The Vampire’s alienation is rooted in their own capacity to be a monster. This is the final, deepest layer of the Vampire burrito. This is also why I know I am a Vampire. Teen outcast? Sheesh, I was socially awkward well into my thirties. So I spent a lot of time alone, usually in a room full of people. As a recovering alcoholic, I am also well aware of my ugliest capacities.

Without AA and multiple, daily entreaties to my Higher Power, I am a selfish, self-destructive douche who thrives on chaos. Left to my own devices, I’m the guy who shows up sloppy drunk to your party, presses your guests about the worst details of their lives, and assumes you won’t notice that I’m leaving with half of the beer from your fridge. It’s not as sexy as hypnotizing virgins and drinking their blood, but basically I can be about as white-knuckled over my appetites as Edward Cullen, Stefan Salvatore, or any other pretty-boy vampire who’s afraid to bite his girlfriend.
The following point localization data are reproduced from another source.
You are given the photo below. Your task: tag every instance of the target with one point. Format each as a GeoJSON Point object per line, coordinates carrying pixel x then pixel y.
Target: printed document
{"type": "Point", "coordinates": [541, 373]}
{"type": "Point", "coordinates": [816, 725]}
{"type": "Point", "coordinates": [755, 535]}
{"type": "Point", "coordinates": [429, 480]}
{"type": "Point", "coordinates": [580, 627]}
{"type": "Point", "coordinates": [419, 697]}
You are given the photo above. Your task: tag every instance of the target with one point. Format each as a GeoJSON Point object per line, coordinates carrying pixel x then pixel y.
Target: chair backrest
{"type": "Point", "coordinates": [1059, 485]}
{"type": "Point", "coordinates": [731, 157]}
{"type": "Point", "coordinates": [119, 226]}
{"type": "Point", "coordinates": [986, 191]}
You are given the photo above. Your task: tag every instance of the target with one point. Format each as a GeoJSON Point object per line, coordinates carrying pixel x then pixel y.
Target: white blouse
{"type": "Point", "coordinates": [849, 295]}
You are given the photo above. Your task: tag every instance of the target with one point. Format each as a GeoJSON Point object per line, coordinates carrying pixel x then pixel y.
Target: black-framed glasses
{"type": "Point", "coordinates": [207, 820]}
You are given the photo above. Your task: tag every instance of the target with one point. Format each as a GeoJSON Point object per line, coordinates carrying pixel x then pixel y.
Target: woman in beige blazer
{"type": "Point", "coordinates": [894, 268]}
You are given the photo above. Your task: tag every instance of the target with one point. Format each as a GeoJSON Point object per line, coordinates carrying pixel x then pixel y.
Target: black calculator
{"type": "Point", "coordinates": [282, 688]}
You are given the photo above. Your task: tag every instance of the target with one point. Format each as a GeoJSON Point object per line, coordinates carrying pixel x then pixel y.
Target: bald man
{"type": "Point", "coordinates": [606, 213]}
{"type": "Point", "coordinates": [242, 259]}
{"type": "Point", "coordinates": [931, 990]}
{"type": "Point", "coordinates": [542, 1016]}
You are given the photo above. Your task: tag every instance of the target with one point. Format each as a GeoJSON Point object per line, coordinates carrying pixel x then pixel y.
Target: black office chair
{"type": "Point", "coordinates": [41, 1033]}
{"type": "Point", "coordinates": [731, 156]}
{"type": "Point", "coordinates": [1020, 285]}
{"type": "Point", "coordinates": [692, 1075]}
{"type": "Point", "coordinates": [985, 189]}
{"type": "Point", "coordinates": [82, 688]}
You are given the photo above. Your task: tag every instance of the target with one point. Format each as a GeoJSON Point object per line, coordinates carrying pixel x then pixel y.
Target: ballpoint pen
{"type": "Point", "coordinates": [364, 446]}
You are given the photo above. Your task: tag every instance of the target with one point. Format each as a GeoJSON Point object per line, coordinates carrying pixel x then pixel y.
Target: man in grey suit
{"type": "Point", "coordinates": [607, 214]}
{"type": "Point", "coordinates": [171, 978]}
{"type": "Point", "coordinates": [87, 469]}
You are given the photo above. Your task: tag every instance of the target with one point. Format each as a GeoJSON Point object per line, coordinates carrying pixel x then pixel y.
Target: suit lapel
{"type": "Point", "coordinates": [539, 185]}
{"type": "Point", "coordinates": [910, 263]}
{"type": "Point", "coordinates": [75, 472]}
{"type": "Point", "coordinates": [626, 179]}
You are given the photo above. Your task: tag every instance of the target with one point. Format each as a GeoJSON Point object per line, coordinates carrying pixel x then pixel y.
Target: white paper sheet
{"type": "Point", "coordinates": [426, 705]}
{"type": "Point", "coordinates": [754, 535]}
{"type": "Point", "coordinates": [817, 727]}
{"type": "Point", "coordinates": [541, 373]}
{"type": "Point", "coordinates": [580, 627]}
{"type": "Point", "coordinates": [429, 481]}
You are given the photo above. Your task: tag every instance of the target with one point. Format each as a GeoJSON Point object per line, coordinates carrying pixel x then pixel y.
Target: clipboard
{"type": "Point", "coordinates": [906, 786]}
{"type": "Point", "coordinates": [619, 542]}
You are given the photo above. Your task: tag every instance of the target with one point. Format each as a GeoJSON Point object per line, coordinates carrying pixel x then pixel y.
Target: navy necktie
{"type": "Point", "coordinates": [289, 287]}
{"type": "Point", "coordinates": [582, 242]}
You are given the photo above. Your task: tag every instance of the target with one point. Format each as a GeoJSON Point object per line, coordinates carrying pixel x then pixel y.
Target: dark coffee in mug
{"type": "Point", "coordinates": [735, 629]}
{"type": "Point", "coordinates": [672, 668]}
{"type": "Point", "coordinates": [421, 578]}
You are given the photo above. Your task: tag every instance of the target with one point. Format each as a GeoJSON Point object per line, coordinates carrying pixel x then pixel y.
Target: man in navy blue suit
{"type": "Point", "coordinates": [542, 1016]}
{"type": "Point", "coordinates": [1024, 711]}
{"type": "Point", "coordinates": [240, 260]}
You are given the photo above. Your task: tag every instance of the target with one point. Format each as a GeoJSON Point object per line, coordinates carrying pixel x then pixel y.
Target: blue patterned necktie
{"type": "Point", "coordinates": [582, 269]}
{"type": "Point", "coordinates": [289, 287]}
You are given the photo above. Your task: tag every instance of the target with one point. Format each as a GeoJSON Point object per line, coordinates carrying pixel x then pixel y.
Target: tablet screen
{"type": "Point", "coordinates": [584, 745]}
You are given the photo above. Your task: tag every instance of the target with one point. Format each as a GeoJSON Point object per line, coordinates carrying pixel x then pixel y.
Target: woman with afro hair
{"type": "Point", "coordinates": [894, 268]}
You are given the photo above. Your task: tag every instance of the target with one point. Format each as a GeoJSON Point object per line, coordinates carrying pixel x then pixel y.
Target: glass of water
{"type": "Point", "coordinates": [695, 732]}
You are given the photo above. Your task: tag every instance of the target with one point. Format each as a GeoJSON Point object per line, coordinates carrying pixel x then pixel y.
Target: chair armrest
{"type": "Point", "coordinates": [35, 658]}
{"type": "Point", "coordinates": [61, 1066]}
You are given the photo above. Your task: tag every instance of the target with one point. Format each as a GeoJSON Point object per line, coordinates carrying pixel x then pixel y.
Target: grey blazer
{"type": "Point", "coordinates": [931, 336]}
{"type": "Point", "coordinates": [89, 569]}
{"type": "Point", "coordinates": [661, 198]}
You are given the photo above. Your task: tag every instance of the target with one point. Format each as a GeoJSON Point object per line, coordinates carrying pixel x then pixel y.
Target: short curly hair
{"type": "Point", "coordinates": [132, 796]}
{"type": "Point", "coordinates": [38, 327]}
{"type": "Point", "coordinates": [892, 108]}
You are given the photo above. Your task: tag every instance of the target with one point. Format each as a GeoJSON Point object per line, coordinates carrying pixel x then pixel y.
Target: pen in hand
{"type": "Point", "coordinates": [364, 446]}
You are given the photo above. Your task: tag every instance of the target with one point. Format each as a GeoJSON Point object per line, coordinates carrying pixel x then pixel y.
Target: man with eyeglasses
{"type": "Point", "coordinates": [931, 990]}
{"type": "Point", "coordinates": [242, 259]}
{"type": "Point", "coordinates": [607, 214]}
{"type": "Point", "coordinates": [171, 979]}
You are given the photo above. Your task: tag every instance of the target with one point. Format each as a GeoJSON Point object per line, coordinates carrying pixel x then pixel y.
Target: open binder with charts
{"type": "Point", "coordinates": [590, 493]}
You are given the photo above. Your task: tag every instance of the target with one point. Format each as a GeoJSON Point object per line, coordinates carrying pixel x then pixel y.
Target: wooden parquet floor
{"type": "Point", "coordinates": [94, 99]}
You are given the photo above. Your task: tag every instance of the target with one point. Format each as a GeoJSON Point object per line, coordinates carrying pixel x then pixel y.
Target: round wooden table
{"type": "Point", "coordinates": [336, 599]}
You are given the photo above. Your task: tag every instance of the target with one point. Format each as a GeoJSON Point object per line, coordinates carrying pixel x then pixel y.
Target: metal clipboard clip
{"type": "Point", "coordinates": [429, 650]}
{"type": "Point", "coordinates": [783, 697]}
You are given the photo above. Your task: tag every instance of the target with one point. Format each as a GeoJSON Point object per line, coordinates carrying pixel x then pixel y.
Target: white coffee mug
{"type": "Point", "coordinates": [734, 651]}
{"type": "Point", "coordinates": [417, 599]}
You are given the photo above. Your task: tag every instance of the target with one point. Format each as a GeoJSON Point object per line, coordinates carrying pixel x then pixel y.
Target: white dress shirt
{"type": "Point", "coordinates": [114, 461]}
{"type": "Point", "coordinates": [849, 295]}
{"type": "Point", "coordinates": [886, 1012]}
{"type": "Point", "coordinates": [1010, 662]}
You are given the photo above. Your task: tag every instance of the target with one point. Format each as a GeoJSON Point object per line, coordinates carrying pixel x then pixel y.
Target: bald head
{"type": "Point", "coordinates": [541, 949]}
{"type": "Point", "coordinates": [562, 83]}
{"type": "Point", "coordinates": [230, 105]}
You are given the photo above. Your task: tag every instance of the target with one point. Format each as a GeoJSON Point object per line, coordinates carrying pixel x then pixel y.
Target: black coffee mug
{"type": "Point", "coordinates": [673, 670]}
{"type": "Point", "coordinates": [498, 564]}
So that, my friends is my addition to Oswalt’s model. It’s not perfect, but no less so than the original. And like the original, it is strengthened by its overlap with other categories. For example, Buffy Summers is a Vampire slayer, who also fights her share of Zombies; her hometown of Sunnydale sits on a Hellmouth, which threatens to open and turn the world into a Wasteland; and at one point her mother is tormented by a Demon who crashed to Earth on a Spaceship.  So there.